We identified 127 833 infants born during the study period and continuously enrolled through the first year of life; 120 048 were normal birth weight infants; 6491 were low birth weight infants; 788 were very low birth weight infants; and 506 were extremely low birth weight infants. Vaccine-specific age-appropriate immunization rates were 3% to 15% lower for low birth weight infants and 17% to 33% lower for extremely low birth weight infants compared with the rates for normal birth weight infants in the first 6 months of life. Extremely low birth weight infants had the lowest age-specific up-to-date immunization levels (5%-31% lower) compared with normal birth weight infants at each age assessed. By 12 months, extremely low birth weight infants still had significantly lower up-to-date levels (87%) compared with very low birth weight, low birth weight, and normal birth weight infants (91%-92%).

CONCLUSIONS

Despite recommendations that lower birth weight infants be vaccinated as the same chronological age as normal birth weight infants, extremely low birth weight and very low birth weight infants are immunized at significantly lower rates relative to low birth weight and normal birth weight infants at 2, 4, and 6 months of age. However, by 12 months of age this finding persists only in extremely low birth weight infants.

摘要

目的

目前基于人群的早产儿疫苗接种率评估较少。

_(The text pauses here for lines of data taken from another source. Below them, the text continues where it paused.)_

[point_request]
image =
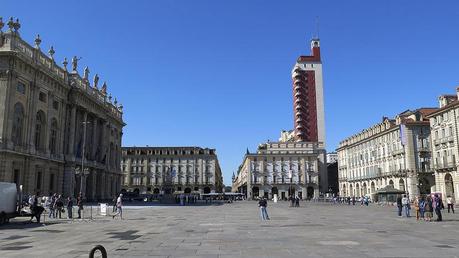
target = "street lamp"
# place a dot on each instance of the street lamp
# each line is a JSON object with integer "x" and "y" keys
{"x": 83, "y": 171}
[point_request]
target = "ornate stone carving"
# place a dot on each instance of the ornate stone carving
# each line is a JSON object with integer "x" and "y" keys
{"x": 104, "y": 88}
{"x": 96, "y": 80}
{"x": 37, "y": 41}
{"x": 10, "y": 24}
{"x": 16, "y": 25}
{"x": 75, "y": 63}
{"x": 65, "y": 63}
{"x": 86, "y": 73}
{"x": 51, "y": 52}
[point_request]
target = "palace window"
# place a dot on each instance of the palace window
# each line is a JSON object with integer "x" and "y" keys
{"x": 42, "y": 97}
{"x": 20, "y": 87}
{"x": 18, "y": 124}
{"x": 53, "y": 137}
{"x": 40, "y": 125}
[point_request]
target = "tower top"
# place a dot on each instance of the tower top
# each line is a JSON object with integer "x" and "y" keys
{"x": 315, "y": 42}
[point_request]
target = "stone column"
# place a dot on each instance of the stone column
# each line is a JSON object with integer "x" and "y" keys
{"x": 102, "y": 141}
{"x": 71, "y": 145}
{"x": 94, "y": 184}
{"x": 94, "y": 138}
{"x": 410, "y": 163}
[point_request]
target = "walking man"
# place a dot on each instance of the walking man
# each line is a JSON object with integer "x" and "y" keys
{"x": 438, "y": 207}
{"x": 450, "y": 201}
{"x": 119, "y": 207}
{"x": 70, "y": 207}
{"x": 399, "y": 205}
{"x": 263, "y": 212}
{"x": 80, "y": 204}
{"x": 406, "y": 205}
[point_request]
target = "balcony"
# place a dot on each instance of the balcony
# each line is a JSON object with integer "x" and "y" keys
{"x": 445, "y": 166}
{"x": 423, "y": 149}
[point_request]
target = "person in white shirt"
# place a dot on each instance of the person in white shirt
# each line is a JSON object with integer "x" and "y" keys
{"x": 450, "y": 201}
{"x": 119, "y": 207}
{"x": 406, "y": 205}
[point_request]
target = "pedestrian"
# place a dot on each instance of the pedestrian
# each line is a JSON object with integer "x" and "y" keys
{"x": 114, "y": 204}
{"x": 416, "y": 207}
{"x": 422, "y": 207}
{"x": 450, "y": 201}
{"x": 70, "y": 207}
{"x": 406, "y": 205}
{"x": 399, "y": 205}
{"x": 35, "y": 209}
{"x": 52, "y": 202}
{"x": 80, "y": 204}
{"x": 428, "y": 208}
{"x": 263, "y": 204}
{"x": 438, "y": 207}
{"x": 119, "y": 207}
{"x": 59, "y": 206}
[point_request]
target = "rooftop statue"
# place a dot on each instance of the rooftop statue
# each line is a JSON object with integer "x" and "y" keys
{"x": 75, "y": 63}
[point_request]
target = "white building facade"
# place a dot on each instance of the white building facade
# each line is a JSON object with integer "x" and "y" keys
{"x": 394, "y": 153}
{"x": 445, "y": 127}
{"x": 165, "y": 170}
{"x": 281, "y": 168}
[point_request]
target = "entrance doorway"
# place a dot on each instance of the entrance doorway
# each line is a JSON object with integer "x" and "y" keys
{"x": 255, "y": 191}
{"x": 310, "y": 192}
{"x": 449, "y": 186}
{"x": 206, "y": 190}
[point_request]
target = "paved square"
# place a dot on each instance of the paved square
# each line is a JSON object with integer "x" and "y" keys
{"x": 235, "y": 230}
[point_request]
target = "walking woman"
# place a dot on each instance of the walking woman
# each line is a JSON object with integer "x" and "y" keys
{"x": 119, "y": 207}
{"x": 429, "y": 209}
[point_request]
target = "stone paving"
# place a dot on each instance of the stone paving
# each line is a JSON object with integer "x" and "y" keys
{"x": 235, "y": 230}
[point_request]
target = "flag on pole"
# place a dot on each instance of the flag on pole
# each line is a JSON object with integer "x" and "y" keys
{"x": 402, "y": 134}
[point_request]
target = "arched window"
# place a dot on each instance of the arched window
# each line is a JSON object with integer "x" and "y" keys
{"x": 18, "y": 124}
{"x": 53, "y": 137}
{"x": 40, "y": 127}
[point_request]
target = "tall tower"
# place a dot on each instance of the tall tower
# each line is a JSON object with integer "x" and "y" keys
{"x": 308, "y": 97}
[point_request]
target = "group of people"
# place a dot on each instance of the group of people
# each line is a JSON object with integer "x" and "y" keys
{"x": 363, "y": 200}
{"x": 294, "y": 201}
{"x": 54, "y": 203}
{"x": 424, "y": 206}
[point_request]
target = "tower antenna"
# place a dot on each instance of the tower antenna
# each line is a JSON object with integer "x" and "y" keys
{"x": 317, "y": 27}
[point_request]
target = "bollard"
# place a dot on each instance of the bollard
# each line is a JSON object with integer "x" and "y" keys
{"x": 99, "y": 248}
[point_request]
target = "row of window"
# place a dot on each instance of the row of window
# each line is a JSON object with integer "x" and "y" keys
{"x": 39, "y": 129}
{"x": 21, "y": 88}
{"x": 156, "y": 180}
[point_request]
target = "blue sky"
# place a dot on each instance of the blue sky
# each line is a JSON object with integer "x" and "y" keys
{"x": 217, "y": 73}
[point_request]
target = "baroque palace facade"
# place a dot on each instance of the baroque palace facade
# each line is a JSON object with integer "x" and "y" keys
{"x": 58, "y": 132}
{"x": 392, "y": 154}
{"x": 165, "y": 170}
{"x": 444, "y": 126}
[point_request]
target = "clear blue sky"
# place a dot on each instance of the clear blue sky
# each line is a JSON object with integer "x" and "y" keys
{"x": 217, "y": 73}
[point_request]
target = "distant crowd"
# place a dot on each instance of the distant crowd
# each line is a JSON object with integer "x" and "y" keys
{"x": 56, "y": 206}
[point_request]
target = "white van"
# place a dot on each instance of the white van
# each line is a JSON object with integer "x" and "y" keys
{"x": 8, "y": 201}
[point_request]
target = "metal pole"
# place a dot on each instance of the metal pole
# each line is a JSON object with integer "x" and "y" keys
{"x": 82, "y": 155}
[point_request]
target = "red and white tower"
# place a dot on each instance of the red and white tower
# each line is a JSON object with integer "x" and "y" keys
{"x": 308, "y": 97}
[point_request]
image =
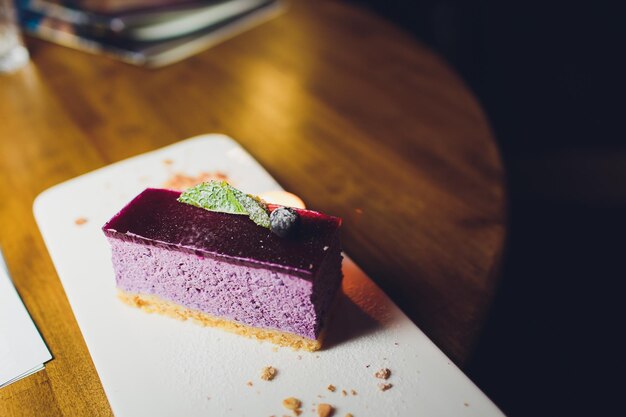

本研究评估并比较不同出生体重分类的儿童在出生后第一年按年龄和剂量的免疫接种率。

方法

我们对南加州一个大型管理式医疗组织的计算机化疫苗接种数据进行了回顾性队列分析。参与者为1997年1月1日至2002年12月31日出生,并在南加州凯撒永久医疗计划中从出生持续登记至至少12个月大的儿童。我们根据出生体重(极低出生体重:<1000克;低出生体重:1000 - 1499克;低出生体重:1500 - 2499克;正常出生体重:≥2500克)测量了4种疫苗(乙肝疫苗、白喉破伤风类毒素与百日咳疫苗、b型流感嗜血杆菌疫苗和脊髓灰质炎病毒疫苗)在出生后第一年按年龄的及时接种率和适龄接种率。

结果

我们确定了研究期间出生并在出生后第一年持续登记的127833名婴儿;其中120048名是正常出生体重婴儿;6491名是低出生体重婴儿;788名是极低出生体重婴儿;506名是超低出生体重婴儿。在出生后的前6个月,低出生体重婴儿的特定疫苗适龄接种率比正常出生体重婴儿低3%至15%,极低出生体重婴儿则低17%至33%。在每个评估年龄,超低出生体重婴儿的特定年龄及时接种水平最低(比正常出生体重婴儿低5% - 31%)。到12个月时,超低出生体重婴儿的及时接种水平(87%)仍显著低于极低出生体重、低出生体重和正常出生体重婴儿(91% - 92%)。

结论

尽管有建议称低出生体重婴儿应与正常出生体重婴儿按相同的实际年龄接种疫苗,但在2、4和6个月大时,极低出生体重和低出生体重婴儿的免疫接种率相对于低出生体重和正常出生体重婴儿显著较低。然而,到12个月大时,这一发现仅在超低出生体重婴儿中持续存在。